Stärken Das heftigste bisher auf der Erde gemessene Beben hatte eine Magnitude von 9,5 und ereignete sich 1960 in Chile. Erdbeben können je nach Dauer, Bodenbeschaffenheit und Bauweise in der Region unterschiedliche Auswirkungen haben.
Magnitude
- Stärke 1-2: nur durch Instrumente nachzuweisen
- Stärke 3: nur in der Nähe des Epizentrums zu spüren
- Stärke 4-5: 30 Kilometer um das Zentrum spürbar, leichte Schäden
- Stärke 6: mäßiges Beben, Tote und schwere Schäden in dicht besiedelten Regionen
- Stärke 7: starkes Beben, oft katastrophale Folgen und Todesopfer
- Stärke 8: Großbeben mit vielen Opfern und schweren Verwüstungen
Richterskala Früher wurde die Erdbebenstärke einheitlich nach der Richterskala bestimmt. Der amerikanische Geophysiker Charles Francis Richter hatte die Skala 1935 speziell für Kalifornien ausgearbeitet. Heute wird sie nur noch eingeschränkt eingesetzt, auch weil das Verfahren nur bei Erschütterungen in der Nähe der Messstationen zuverlässige Werte liefert (Lokalmagnitude).
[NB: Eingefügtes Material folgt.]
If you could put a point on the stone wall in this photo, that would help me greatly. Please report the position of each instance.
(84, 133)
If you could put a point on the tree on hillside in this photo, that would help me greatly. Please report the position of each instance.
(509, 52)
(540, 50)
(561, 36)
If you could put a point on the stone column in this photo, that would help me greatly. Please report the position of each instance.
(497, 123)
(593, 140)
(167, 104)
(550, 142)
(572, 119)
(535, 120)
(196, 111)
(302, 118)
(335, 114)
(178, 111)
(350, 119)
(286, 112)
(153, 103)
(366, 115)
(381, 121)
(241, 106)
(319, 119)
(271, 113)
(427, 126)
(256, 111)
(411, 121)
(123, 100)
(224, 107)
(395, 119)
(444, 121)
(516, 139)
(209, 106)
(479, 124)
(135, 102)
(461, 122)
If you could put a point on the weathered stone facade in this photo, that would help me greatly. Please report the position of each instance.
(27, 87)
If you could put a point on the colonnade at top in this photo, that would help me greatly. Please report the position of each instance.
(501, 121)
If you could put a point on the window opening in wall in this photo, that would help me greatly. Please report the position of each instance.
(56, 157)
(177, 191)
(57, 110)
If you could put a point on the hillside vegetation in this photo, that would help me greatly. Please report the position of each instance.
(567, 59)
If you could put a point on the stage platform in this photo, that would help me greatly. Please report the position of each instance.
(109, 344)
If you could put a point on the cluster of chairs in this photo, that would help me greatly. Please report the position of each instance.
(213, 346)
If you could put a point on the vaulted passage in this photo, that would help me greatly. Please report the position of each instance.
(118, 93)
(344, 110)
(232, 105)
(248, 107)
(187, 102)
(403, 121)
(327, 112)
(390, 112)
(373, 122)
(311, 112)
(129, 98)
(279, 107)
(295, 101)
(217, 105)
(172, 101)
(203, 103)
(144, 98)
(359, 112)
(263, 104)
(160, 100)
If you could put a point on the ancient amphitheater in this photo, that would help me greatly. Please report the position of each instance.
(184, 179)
Mess-Skalen Mittlerweile werden mehrere Skalen parallel verwendet. Derzeit gilt die sogenannte Momentmagnitude als bestes physikalisches Maß für die Stärke eines Bebens. Sie bestimmt das gesamte Spektrum der seismischen Wellen bei Erdstößen. Die meisten Skalen ergeben zumindest bei schwächeren Beben ähnliche Werte wie die Richterskala, erlauben aber eine genauere Differenzierung bei schweren Beben .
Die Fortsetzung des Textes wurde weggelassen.